Combined effects of vitamin D3 and dioxopiperidinamide derivative on lipid homeostasis, inflammatory pathways, and redox imbalance in non‐alcoholic fatty liver disease in vivo zebrafish model

Liver damage and metabolic dysfunctions, the defining features of non‐alcoholic fatty liver disease (NAFLD), are marked by inflammation, oxidative stress, and excessive hepatic fat accumulation. The current therapeutic approaches for NAFLD are limited, necessitating exploring novel treatment strategies. Dioxopiperidinamide derivatives, particularly DOPA‐33, have shown effective anti‐inflammatory and antioxidant properties, potentially offering therapeutic benefits against NAFLD. This study investigated the combined potential of vitamin D3 (Vit D3) and DOPA‐33 in treating NAFLD. The network pharmacology analysis identified key NAFLD targets modulated by Vit D3 and DOPA‐33, emphasizing their potential mechanisms of action.

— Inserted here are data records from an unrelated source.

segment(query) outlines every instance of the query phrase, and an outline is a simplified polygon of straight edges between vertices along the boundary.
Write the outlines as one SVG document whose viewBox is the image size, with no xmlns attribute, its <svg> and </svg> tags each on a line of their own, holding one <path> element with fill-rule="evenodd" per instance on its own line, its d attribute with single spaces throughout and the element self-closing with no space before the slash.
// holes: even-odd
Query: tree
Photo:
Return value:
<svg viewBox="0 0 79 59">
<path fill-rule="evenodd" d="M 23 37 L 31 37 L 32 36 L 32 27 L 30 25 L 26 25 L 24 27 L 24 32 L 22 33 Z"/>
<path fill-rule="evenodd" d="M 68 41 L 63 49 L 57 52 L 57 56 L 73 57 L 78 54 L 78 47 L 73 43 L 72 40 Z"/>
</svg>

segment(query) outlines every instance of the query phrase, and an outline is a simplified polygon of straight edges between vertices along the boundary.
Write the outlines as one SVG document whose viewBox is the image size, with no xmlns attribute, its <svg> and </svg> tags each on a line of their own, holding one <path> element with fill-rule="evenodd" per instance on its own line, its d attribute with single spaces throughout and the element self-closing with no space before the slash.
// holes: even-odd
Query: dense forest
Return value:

In NAFLD‐induced zebrafish models, Vit D3 and DOPA‐33 significantly reduced hepatic lipid accumulation, oxidative stress, and apoptosis, demonstrating superior efficacy over individual treatments. The treatment also lowered reactive oxygen species (ROS) levels, decreased liver damage, and enhanced antioxidant defense mechanisms. Moreover, behavioral analyses showed improved locomotion and reduced weight gain in treated zebrafish. Biochemical analyses revealed lower triglycerides (TG) and glucose levels with improved oxidative markers. Furthermore, histological analyses indicated reduced hepatic steatosis and inflammation, with decreased expression of lipogenesis‐related genes and inflammatory mediators. Finally, high‐performance liquid chromatography (HPLC) confirmed a significant reduction in hepatic cholesterol levels, indicating the effectiveness of the combination therapy in addressing key NAFLD‐related dyslipidemias. These findings suggest that Vit D3 + DOPA‐33 targets pathways involved in lipid metabolism, inflammation, and oxidative stress by offering a promising therapeutic approach for NAFLD.